At this point, if you refresh the Spark web UI mentioned above, you should see a new entry under Framework History.
When you are done, remember to terminate the cluster:
ec2/spark-ec2 destroy marcs-test
You can find copies of the log files for tasks by ssh'ing to one of the nodes and looking in /mnt/mesos-work/slaves/
Other clojure apis
After working on this, I found another Clojure API for Spark project: https://github.com/markhamstra/spark/tree/master/cljspark
It's a bit more complete, but no examples. You might find good ideas in both projects.
Known Issues
Function serialization
You must create your anonymous functions using serializable.fn/fn, as in:
(ns ...
(:require \[serializable.fn :as sfn\]))
(sfn/fn my-inc \[x\] (+ x 1))
Do not use clojure.core/fn or #(). This is necessary because the anonymous function must be serialized so it can be passed around to distributed tasks.
AOT compilation
Generally speaking, any functions that are used in the Spark calls will need to be part of AOT compiled namespaces. I.e. they need to be compiled or the distributed Spark tasks will not be able to find them. In some cases, compiling on the fly might work also:
(compile 'your-namespace)
But you need to do this somewhere where it will be executed for each task.
NOTE: This should be avoidable using the serializable.fn as above, but I did not get that to work in my initial attempts.

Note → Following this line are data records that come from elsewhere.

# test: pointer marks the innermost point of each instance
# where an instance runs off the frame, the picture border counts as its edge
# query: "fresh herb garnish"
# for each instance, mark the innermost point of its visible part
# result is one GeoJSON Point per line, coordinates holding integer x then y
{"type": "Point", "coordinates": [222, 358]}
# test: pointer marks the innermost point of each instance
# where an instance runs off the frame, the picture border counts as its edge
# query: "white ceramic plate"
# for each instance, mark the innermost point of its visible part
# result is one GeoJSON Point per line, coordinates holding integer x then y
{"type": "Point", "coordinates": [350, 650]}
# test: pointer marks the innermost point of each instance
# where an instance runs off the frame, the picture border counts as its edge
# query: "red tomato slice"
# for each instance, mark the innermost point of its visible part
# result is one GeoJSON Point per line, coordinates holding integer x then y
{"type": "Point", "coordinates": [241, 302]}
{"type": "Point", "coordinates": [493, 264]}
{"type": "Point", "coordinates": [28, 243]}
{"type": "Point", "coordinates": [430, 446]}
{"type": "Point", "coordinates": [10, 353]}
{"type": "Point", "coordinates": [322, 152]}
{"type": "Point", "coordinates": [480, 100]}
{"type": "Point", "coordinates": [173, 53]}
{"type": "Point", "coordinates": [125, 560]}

None of the Double* method are implemented
The Spark Java API provides versions of some methods that accept or return Doubles. E.g. (copied from Spark docs, using Scala syntax):
def map[R](f: DoubleFunction[T]): JavaDoubleRDD
So class DoubleFunction<T> has a function type of T => Double
Compare this to the standard:
def map[R](f: Function[T, R]): JavaRDD[R]
Where Function<T, R> has type T => R
I didn't wrap any of these. To be honest, I don't see why they are needed. Maybe I'm missing something or maybe it just doesn't matter when called from a dynamically typed language like Clojure. Instead of DoubleFunction[T], just use Function<T, Double> which has type T => Double. I don't see why this wouldn't work, but interested to know if there is a case where this fails or is sub-optimal.